Each EBS-optimized instance type has specific baseline and maximum IOPS and throughput limits, which can become a bottleneck if the EBS volume is capable of higher performance. For example, consider a t3.small instance:
Baseline performance:
- EBS Throughput: 21.75 MB/s
- EBS IOPS: 1000
Maximum burst performance:
- EBS Throughput: 260.62 MB/s
- EBS IOPS: 11,800
In this case, if you attach a high-performance io1 EBS volume capable of 20,000 IOPS to a t3.small instance, the volume's performance will be limited by the instance's capabilities. During normal operations, you'll be constrained to 1000 IOPS and 21.75 MB/s throughput. During burst periods, you might achieve up to 11,800 IOPS and 260.62 MB/s throughput, but only for short durations . This demonstrates how the instance type can become a bottleneck for EBS performance, even if the volume itself is capable of higher performance levels.
All EBS optimized instances by default operates on its base performance and can only reach to the maximum performance for 30 mins in 24 hours.
To monitor these limits, AWS provides two crucial CloudWatch metrics:
EBSIOBalance% - This metric shows the percentage of I/O credits remaining in your burst bucket. When this value drops to zero, your IOPS will be throttled to the baseline performance level. For example, if your t3.small instance consistently operates above 1000 IOPS, you'll see this percentage gradually decrease.
EBSByteBalance% - This metric indicates the percentage of throughput credits remaining. When this drops to zero, your throughput will be throttled to the baseline level.

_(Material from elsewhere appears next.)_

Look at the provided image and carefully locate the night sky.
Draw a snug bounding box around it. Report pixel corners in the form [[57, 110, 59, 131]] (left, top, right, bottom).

For instance, if your t3.small instance consistently transfers data above 21.75 MB/s, this percentage will decline.
Both metrics start at 100% and decrease when your instance exceeds its baseline performance.
For baseline and maximum performance of all EBS optimized instances, please check - Amazon EBS-optimized instance types
To optimize replication performance, consider upgrading your instance type if you consistently require high iops/throughput. Additionally, monitor your EBS volume metrics closely and consider upgrading to io2 or gp3 volumes for better performance. Implementing CloudWatch alarms for critical metrics and regularly monitoring burst balance credits can help you stay ahead of potential performance issues.
Upon completing a thorough analysis of the AWS-side components as detailed in this section, if no significant bottlenecks or issues are identified that could account for the slow replication performance in AWS Application Migration Service (MGN) or Elastic Disaster Recovery (DRS), it becomes imperative to shift focus to the source environment.
In scenarios where AWS infrastructure appears to be functioning optimally, yet replication speeds remain suboptimal, it is crucial to conduct a comprehensive examination of the source machine. This investigation is particularly vital as source-side constraints can significantly impact replication performance, even when the AWS environment is properly configured.
For a detailed guide on performing these essential source-side checks, specifically for Windows environments, please check - How do I fix replication lag for Windows source machines in AWS Application Migration Service?
By understanding these factors and implementing appropriate monitoring and optimization strategies, you can significantly improve the speed and reliability of your replication processes in AWS MGN and DRS services.